VwGH vom 02.07.2015, Ro 2014/16/0011

Betreff

Der Verwaltungsgerichtshof hat durch den Vorsitzenden Senatspräsident Dr. Höfinger und die Hofräte Dr. Mairinger und Dr. Thoma, die Hofrätin Mag. Dr. Zehetner sowie den Hofrat Mag. Straßegger als Richter, im Beisein der Schriftführerin Mag. Berger, über die Revision der W GmbH in G, vertreten durch die Confida-Weitra Wirtschaftstreuhand-Gesellschaft m.b.H. in 3970 Weitra, Am Berg 391, gegen den Bescheid des unabhängigen Finanzsenates, Außenstelle Wien, vom , Zl. RV/1981-W/11, betreffend Grunderwerbsteuer, zu Recht erkannt:

Spruch

Die Revision wird als unbegründet abgewiesen.

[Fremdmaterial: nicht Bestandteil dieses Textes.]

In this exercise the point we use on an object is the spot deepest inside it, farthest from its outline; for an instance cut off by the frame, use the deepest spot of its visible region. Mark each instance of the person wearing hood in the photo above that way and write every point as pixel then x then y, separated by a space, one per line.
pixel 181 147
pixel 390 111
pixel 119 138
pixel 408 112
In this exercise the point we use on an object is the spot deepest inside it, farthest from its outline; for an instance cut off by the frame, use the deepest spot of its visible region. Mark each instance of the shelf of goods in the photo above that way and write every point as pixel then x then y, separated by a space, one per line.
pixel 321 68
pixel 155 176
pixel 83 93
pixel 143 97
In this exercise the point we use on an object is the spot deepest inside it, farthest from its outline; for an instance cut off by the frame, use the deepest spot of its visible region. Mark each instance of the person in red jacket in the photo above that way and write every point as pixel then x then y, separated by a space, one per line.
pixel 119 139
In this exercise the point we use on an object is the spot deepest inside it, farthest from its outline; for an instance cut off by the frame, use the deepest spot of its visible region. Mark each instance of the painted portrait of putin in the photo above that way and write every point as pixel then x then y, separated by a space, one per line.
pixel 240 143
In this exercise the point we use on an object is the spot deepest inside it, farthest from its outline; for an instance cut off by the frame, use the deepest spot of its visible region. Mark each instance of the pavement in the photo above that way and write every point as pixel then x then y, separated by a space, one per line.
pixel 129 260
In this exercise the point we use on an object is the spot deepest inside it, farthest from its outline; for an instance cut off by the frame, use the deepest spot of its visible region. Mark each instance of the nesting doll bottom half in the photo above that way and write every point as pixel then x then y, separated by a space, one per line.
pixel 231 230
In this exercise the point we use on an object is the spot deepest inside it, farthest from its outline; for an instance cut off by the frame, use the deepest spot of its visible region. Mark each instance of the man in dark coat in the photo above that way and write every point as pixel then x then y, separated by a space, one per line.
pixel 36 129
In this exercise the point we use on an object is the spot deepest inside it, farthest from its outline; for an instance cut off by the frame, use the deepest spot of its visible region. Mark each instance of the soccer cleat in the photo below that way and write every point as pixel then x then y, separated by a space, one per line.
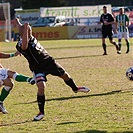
pixel 31 81
pixel 39 117
pixel 83 89
pixel 2 109
pixel 127 51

Die Revisionswerberin hat dem Bund Aufwendungen in der Höhe von 610,60 EUR binnen zwei Wochen bei sonstiger Exekution zu ersetzen.

Begründung

Mit dem angefochtenen Bescheid hat der unabhängige Finanzsenat im Instanzenzug die Grunderwerbsteuer gegenüber der revisionswerbenden Gesellschaft mbH (Revisionswerberin) festgesetzt und dabei die Steuer vom Dreifachen des Einheitswertes des Grundstückes berechnet, weil der Verkaufspreis deutlich unter dem Wert des übertragenen Grundstückes gelegen sei.

Die Revisionswerberin habe mit Kaufvertrag vom 21./ eine näher bezeichnete Liegenschaft von einer I GmbH um 52.800 EUR gekauft. Mit Bescheid vom habe das Finanzamt den Einheitswert des Grundstückes zum (Wertfortschreibung) rechtskräftig mit 160.000 EUR festgestellt. Die Revisionswerberin habe ein Gutachten vorgelegt, worin der Bodenwert der Liegenschaft mit

219.100 EUR beziffert werde und worin von diesem Bodenwert anteilige Entsorgungskosten von 201.100 EUR abgezogen würden. Daraus ergäbe sich der im Gutachten geschätzte Verkehrswert der Liegenschaft von 18.000 EUR.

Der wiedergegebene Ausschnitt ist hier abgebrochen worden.